As first noted by VentureBeat, the idea behind the study is to demonstrate “how carefully different types of training data and model architectures fit together.” can lead to superior performance in a range of artificial intelligence tests.”

The document was published last week and is called “MM1: Methods, Analysis & Results of pre-training in multimodal LLM.” Apple researchers explain this in the abstract of the paper:

In this paper, we discuss creating performant multimodal large language models (MLLMs). In particular, we study the importance of various architectural components and data selection. By carefully and comprehensively removing the image encoder, vision language connector, and various data selection options before training, we uncovered several important design lessons.

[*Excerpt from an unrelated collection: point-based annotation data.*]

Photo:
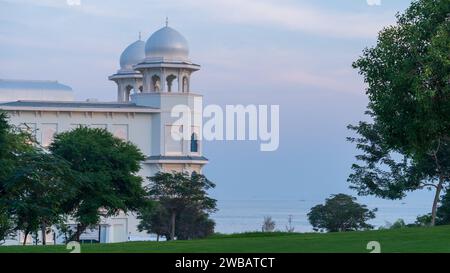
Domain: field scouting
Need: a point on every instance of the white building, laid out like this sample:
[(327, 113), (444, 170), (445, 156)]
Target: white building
[(153, 77)]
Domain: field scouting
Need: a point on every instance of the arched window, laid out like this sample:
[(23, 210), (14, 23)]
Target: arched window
[(128, 91), (185, 87), (170, 80), (156, 83), (194, 143)]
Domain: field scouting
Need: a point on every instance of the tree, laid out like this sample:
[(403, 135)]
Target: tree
[(154, 218), (13, 143), (179, 191), (268, 224), (407, 145), (443, 211), (423, 220), (106, 168), (290, 227), (35, 193), (6, 224), (193, 223), (340, 213)]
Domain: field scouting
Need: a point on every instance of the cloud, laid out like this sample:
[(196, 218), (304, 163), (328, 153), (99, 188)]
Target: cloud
[(299, 17)]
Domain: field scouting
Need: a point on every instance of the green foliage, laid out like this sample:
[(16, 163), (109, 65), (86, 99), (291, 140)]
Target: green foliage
[(423, 220), (410, 240), (154, 218), (407, 146), (340, 213), (13, 145), (106, 168), (268, 224), (182, 199), (443, 211), (37, 190)]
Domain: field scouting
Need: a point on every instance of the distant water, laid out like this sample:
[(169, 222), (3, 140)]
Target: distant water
[(248, 215)]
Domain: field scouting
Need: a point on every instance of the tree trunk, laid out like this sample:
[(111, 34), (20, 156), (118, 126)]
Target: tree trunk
[(436, 201), (172, 226), (80, 229), (25, 238), (43, 231)]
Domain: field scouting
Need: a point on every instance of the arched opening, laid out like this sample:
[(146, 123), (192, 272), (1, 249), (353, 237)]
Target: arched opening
[(156, 83), (171, 82), (185, 87), (194, 143), (128, 91)]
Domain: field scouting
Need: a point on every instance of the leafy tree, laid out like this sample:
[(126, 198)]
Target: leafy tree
[(407, 145), (35, 193), (423, 220), (107, 168), (193, 224), (268, 224), (154, 218), (178, 191), (6, 224), (443, 211), (13, 143), (340, 213)]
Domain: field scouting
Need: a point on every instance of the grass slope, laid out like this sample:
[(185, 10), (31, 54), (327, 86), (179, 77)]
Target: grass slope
[(435, 239)]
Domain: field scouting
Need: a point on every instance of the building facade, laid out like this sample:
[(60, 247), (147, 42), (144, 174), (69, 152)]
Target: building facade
[(154, 76)]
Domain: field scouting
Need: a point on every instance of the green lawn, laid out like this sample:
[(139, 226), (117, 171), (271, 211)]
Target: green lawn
[(402, 240)]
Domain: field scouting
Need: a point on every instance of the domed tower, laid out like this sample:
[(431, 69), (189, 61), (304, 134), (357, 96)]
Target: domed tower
[(166, 72), (166, 67), (127, 79)]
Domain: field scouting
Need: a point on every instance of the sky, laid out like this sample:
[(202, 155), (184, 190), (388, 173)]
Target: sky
[(292, 53)]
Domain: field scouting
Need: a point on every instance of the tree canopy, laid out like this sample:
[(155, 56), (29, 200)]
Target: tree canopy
[(106, 168), (340, 213), (182, 198), (406, 146)]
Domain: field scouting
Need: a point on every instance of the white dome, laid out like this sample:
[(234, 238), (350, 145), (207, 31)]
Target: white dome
[(132, 55), (167, 44)]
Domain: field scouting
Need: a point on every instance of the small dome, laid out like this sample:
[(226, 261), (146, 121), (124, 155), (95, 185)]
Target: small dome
[(132, 55), (167, 43)]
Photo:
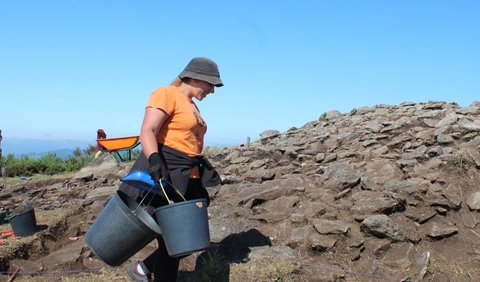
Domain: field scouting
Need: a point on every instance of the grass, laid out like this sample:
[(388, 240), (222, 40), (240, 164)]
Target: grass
[(264, 269), (102, 276), (212, 266)]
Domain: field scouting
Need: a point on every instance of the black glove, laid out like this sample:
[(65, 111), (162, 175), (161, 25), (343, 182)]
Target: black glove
[(158, 167)]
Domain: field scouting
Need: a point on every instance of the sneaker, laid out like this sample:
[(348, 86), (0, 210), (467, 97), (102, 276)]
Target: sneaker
[(135, 275)]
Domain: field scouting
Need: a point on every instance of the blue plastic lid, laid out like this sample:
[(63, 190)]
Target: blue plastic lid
[(141, 180)]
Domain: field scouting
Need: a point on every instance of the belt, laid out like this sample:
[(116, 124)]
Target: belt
[(194, 172)]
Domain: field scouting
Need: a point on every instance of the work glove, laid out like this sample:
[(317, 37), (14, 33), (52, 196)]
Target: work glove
[(158, 167)]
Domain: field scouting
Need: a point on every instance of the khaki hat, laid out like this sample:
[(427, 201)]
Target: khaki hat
[(203, 69)]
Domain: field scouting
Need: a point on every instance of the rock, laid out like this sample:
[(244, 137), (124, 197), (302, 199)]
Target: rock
[(367, 202), (473, 201), (320, 243), (383, 227), (440, 231), (324, 272), (275, 252), (326, 227), (420, 215)]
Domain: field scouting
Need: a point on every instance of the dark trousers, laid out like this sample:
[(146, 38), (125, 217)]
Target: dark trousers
[(163, 266)]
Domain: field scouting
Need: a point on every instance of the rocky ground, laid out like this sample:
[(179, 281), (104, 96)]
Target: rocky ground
[(384, 193)]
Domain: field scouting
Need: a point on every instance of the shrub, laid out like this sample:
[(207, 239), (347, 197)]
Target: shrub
[(49, 164)]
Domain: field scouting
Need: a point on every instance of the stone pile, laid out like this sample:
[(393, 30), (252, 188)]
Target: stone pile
[(381, 193)]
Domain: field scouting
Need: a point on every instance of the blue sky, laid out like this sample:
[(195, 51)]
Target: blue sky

For example, we demonstrate that for large-scale multimodal pretraining, using a careful combination of image captions, image-text interleaving, and text-only data is critical to achieving the state-of-the-art. art (SOTA) multi-bench results compared to other published pre-training results.

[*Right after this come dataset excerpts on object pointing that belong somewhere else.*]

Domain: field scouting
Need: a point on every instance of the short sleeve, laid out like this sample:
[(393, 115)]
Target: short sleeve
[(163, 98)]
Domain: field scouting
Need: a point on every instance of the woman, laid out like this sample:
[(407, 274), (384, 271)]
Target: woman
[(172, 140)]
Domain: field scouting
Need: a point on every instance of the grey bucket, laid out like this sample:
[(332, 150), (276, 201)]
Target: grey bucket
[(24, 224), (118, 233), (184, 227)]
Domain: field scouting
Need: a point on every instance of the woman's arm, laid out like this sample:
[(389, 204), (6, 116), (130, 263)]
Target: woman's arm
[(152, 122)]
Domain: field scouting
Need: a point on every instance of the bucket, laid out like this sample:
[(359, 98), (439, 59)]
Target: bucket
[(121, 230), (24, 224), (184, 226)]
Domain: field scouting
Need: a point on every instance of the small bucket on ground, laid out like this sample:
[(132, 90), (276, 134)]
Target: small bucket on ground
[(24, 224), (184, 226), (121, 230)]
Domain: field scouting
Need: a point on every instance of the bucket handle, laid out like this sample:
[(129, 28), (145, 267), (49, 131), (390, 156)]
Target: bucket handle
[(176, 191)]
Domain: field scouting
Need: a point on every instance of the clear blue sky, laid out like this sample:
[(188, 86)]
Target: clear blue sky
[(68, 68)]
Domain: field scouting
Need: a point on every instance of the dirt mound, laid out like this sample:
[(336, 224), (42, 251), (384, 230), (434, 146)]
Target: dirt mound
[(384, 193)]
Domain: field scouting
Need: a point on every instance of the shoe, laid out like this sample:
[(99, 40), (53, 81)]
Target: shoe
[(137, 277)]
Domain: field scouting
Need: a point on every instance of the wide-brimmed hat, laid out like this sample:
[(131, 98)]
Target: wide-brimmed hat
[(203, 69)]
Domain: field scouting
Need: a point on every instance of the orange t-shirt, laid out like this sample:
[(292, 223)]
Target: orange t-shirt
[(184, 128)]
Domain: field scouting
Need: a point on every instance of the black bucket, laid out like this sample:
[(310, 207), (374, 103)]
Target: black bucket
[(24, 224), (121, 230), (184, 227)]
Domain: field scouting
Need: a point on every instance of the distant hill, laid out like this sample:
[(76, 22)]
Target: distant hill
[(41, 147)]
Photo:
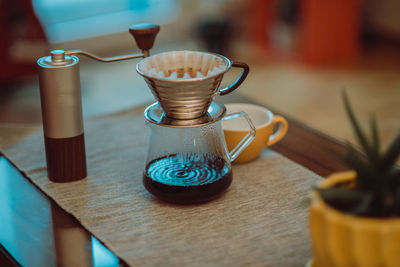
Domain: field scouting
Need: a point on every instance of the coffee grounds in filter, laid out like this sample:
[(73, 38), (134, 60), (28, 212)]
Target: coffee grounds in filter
[(182, 65)]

MM1 is described as a “family of multimodal models”; which are state-of-the-art and have “attractive properties such as enhanced contextual learning and multi-pattern reasoning to suggest chains of thought in multiple steps.”

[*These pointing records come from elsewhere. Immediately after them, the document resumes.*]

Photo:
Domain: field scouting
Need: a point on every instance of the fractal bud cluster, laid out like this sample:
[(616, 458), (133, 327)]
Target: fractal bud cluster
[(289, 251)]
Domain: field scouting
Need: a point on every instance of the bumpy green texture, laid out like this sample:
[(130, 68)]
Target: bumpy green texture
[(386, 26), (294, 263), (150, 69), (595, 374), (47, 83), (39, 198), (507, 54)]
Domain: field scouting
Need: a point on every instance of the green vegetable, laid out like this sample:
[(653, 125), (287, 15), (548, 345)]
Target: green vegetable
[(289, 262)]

The contextual learning capabilities of the MM1 model are particularly impressive:

MM1 can perform contextual predictions thanks to its large-scale multimodal pretraining. This allows MM1 to (a) count objects and follow custom formatting, (b) refer to parts of images and perform text recognition, (c) demonstrate common sense and verbal knowledge of everyday objects, and (d) perform basic mathematical functions. Images are from the COCO 2014 validation set.

The researchers conclude that this family of models “delivers competitive performance across a wide range of benchmarks while enabling reasoning using multiple images and hints with little number of steps.”

More details:

  • Apple AI work continues: editing photos using text commands
  • Apple Keyframer generates AI animation from a still image and a text tip.
  • New AI features in iOS 18: everything we know so far.